Course information

Historical development of ship stability theory. Moseley s concept of dynamic stability. Overview of ship dynamic stability problems. Interface with classical nonlinear dynamical systems’ stability theory. General stability analysis of equilibrium positions and of periodic responses. Coexistence of responses. Modeling the effect of wind on a ship (steady and gusty). The basic equation of ship roll motion for beam seas. The classical Froude approach with the analog of the rotational oscillator. Solution of the linear problem, qualitative and quantitative effect of non-linear terms, permanent and transient behavior, effect of ship loading bias on dynamic stability. Stability consideration for large heel angles. Nonlinear resonance and hysteretic effects. Predictions of roll motions through numerical simulation and approximate analytical solutions based on perturbation theory. Instabilities due to time-varying righting-arm in longitudinal waves.
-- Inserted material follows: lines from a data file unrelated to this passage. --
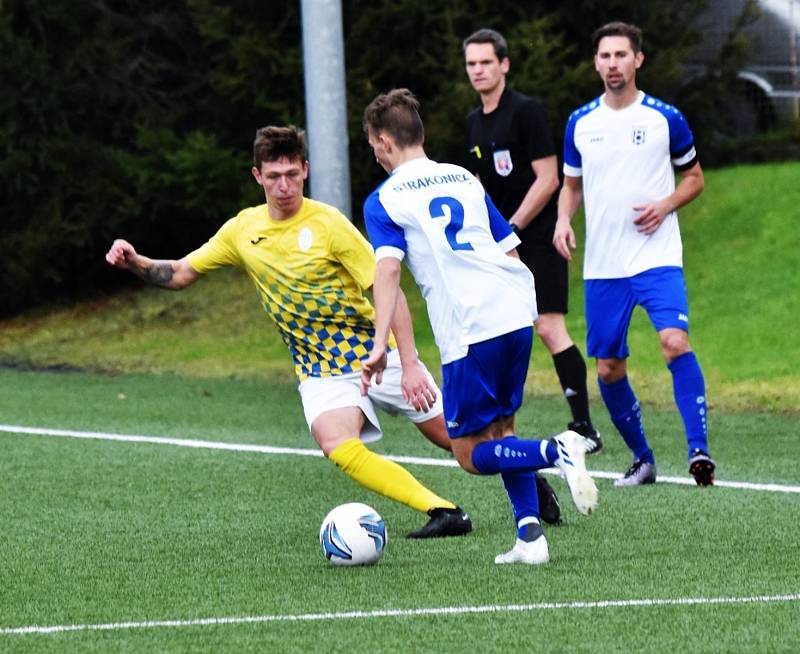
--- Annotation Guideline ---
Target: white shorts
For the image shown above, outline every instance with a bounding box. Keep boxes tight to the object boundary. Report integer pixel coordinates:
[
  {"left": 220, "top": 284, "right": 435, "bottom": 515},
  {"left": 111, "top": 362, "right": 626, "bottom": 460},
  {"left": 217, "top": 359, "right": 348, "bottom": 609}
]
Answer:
[{"left": 298, "top": 350, "right": 443, "bottom": 443}]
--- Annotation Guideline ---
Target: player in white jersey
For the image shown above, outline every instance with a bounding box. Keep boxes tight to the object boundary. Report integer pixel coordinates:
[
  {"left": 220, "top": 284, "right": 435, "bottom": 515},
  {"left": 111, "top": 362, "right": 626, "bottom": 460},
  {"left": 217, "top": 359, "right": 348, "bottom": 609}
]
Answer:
[
  {"left": 362, "top": 89, "right": 597, "bottom": 564},
  {"left": 553, "top": 23, "right": 715, "bottom": 486}
]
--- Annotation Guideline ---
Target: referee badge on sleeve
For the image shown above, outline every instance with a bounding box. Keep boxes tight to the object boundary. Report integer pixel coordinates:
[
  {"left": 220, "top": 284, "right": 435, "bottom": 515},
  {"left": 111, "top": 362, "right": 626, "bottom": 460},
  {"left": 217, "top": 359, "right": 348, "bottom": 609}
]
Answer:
[{"left": 494, "top": 150, "right": 514, "bottom": 177}]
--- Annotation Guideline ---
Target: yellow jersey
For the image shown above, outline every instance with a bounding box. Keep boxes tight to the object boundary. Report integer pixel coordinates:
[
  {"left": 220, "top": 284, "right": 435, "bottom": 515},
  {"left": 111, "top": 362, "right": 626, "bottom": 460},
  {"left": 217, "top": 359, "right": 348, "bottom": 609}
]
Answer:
[{"left": 187, "top": 198, "right": 395, "bottom": 381}]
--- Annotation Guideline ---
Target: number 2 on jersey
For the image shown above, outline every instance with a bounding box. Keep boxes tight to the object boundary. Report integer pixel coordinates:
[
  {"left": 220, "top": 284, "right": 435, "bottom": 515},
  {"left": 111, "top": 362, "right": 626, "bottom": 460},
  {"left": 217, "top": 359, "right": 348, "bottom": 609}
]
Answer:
[{"left": 428, "top": 197, "right": 474, "bottom": 250}]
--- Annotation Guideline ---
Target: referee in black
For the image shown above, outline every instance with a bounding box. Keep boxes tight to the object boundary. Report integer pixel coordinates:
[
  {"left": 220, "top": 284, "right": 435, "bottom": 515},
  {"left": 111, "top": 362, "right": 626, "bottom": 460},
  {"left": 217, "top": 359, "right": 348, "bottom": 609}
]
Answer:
[{"left": 463, "top": 29, "right": 603, "bottom": 474}]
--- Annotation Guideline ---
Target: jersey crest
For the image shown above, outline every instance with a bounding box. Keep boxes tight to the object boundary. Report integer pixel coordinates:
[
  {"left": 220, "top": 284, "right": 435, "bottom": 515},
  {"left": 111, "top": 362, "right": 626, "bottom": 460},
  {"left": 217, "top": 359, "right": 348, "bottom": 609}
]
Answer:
[{"left": 494, "top": 150, "right": 514, "bottom": 177}]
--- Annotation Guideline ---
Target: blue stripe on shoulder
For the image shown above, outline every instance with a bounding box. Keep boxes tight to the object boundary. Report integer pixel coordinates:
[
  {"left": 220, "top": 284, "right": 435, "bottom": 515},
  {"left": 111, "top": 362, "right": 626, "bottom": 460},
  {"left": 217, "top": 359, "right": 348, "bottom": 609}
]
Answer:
[{"left": 642, "top": 93, "right": 694, "bottom": 157}]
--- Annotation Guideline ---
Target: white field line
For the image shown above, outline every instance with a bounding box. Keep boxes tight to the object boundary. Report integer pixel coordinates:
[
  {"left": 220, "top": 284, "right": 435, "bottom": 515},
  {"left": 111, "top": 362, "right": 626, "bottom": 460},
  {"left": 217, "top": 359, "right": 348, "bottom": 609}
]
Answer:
[
  {"left": 0, "top": 425, "right": 800, "bottom": 494},
  {"left": 0, "top": 593, "right": 800, "bottom": 636}
]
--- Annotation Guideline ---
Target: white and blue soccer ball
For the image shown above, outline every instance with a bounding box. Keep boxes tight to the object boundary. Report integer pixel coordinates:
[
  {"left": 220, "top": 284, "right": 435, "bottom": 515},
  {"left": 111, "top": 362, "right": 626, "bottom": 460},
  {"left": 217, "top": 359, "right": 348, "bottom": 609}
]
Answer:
[{"left": 319, "top": 502, "right": 387, "bottom": 565}]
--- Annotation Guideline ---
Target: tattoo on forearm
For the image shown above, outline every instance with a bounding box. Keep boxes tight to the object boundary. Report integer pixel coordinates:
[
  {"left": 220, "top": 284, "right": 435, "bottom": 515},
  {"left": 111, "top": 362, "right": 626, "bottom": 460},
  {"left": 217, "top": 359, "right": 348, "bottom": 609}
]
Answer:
[{"left": 142, "top": 263, "right": 174, "bottom": 286}]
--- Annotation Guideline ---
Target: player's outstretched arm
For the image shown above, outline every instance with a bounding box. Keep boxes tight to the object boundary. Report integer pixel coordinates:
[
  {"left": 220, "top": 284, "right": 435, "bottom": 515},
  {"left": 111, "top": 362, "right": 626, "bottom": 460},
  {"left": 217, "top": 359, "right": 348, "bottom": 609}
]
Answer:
[
  {"left": 392, "top": 289, "right": 436, "bottom": 413},
  {"left": 553, "top": 176, "right": 583, "bottom": 261},
  {"left": 361, "top": 257, "right": 410, "bottom": 395},
  {"left": 106, "top": 239, "right": 200, "bottom": 290}
]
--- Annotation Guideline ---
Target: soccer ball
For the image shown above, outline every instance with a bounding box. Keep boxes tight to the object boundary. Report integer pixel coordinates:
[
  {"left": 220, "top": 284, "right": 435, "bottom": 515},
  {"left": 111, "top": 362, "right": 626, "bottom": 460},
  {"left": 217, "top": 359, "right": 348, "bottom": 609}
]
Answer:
[{"left": 319, "top": 502, "right": 387, "bottom": 565}]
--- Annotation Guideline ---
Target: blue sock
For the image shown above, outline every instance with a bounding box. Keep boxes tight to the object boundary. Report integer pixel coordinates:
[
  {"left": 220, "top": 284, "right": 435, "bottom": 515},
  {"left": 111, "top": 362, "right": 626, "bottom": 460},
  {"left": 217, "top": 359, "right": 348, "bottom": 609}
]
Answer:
[
  {"left": 500, "top": 472, "right": 539, "bottom": 539},
  {"left": 472, "top": 436, "right": 558, "bottom": 474},
  {"left": 597, "top": 376, "right": 655, "bottom": 463},
  {"left": 667, "top": 352, "right": 708, "bottom": 453}
]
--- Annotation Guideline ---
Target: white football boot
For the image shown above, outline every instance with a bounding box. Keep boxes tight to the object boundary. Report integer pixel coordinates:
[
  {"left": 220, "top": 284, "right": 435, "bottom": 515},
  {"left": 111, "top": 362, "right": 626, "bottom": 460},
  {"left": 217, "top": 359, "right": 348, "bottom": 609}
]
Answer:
[
  {"left": 552, "top": 431, "right": 597, "bottom": 515},
  {"left": 494, "top": 522, "right": 550, "bottom": 565}
]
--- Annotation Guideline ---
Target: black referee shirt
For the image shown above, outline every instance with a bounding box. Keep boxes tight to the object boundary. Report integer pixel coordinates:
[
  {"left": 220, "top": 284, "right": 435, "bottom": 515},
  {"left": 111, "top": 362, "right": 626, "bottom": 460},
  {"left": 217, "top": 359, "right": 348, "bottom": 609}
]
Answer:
[{"left": 466, "top": 87, "right": 557, "bottom": 238}]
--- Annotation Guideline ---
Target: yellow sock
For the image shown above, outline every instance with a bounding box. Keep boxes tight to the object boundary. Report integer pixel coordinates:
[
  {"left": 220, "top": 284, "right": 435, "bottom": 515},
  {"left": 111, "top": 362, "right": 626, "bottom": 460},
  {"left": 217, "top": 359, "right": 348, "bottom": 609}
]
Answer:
[{"left": 330, "top": 438, "right": 456, "bottom": 512}]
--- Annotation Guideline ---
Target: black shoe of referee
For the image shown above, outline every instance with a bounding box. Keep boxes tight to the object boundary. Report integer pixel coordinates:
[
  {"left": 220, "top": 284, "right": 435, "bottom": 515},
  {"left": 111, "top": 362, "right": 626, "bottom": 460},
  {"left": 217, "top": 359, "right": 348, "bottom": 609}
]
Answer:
[
  {"left": 535, "top": 475, "right": 561, "bottom": 525},
  {"left": 406, "top": 507, "right": 472, "bottom": 538}
]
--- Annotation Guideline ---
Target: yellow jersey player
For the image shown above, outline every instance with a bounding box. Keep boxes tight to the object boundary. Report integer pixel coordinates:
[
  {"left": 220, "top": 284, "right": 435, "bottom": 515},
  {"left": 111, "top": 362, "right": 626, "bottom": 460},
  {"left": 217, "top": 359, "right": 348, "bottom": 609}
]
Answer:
[{"left": 106, "top": 127, "right": 472, "bottom": 538}]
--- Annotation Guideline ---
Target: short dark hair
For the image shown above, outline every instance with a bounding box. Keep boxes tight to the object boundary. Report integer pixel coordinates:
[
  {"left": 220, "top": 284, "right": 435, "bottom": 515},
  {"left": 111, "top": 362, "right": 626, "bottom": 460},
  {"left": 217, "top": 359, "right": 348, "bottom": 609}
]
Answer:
[
  {"left": 253, "top": 125, "right": 308, "bottom": 170},
  {"left": 363, "top": 89, "right": 425, "bottom": 148},
  {"left": 592, "top": 21, "right": 642, "bottom": 53},
  {"left": 461, "top": 28, "right": 508, "bottom": 61}
]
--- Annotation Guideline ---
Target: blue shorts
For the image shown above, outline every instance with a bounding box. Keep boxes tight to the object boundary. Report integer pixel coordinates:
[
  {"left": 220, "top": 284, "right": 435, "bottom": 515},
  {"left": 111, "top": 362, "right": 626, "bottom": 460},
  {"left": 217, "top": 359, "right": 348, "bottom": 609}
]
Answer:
[
  {"left": 583, "top": 266, "right": 689, "bottom": 359},
  {"left": 442, "top": 327, "right": 533, "bottom": 438}
]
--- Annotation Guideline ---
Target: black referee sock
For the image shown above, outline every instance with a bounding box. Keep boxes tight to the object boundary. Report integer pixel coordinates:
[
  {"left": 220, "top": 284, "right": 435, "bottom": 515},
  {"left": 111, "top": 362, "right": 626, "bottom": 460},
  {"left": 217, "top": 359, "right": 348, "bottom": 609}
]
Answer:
[{"left": 553, "top": 345, "right": 592, "bottom": 424}]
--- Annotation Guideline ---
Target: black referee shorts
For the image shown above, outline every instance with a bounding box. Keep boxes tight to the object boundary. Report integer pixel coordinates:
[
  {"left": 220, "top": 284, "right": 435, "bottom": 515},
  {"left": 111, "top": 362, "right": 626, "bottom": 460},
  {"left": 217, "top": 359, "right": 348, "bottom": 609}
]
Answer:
[{"left": 517, "top": 237, "right": 569, "bottom": 314}]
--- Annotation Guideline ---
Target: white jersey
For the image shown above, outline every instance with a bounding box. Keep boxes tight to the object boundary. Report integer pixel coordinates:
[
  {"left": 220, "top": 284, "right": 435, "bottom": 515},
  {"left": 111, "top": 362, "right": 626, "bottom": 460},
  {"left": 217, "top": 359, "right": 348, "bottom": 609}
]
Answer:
[
  {"left": 564, "top": 92, "right": 697, "bottom": 279},
  {"left": 364, "top": 158, "right": 537, "bottom": 364}
]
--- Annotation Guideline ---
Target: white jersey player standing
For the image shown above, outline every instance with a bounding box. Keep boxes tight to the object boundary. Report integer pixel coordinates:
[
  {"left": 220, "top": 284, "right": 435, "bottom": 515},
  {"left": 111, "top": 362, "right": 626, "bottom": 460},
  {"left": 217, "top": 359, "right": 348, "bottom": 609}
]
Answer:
[
  {"left": 553, "top": 22, "right": 715, "bottom": 486},
  {"left": 362, "top": 89, "right": 597, "bottom": 564}
]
The phenomenon of parametric instability, types and design features of ships where it occurs. Development of a simplified mathematical model and analytical determination of the principal region of parametric instability. Effect of damping and motion coupling. Design criteria. Conditions for ""pure loss of stability"" in following waves. Other instability phenomena and description of the IMO guidelines to avoid dangerous situations. The scientific background of the ""weather criterion"" of ship stability according to IMO. Review of other criteria in force and future trends. Basic concepts of probabilistic approach and application examples. Introduction to damage Stability, historical development, comparison of the deterministic and the probabilistic approach. Calculation of subdivision index according to Wendel’s theory. Current regulations, design aids, and modern developments.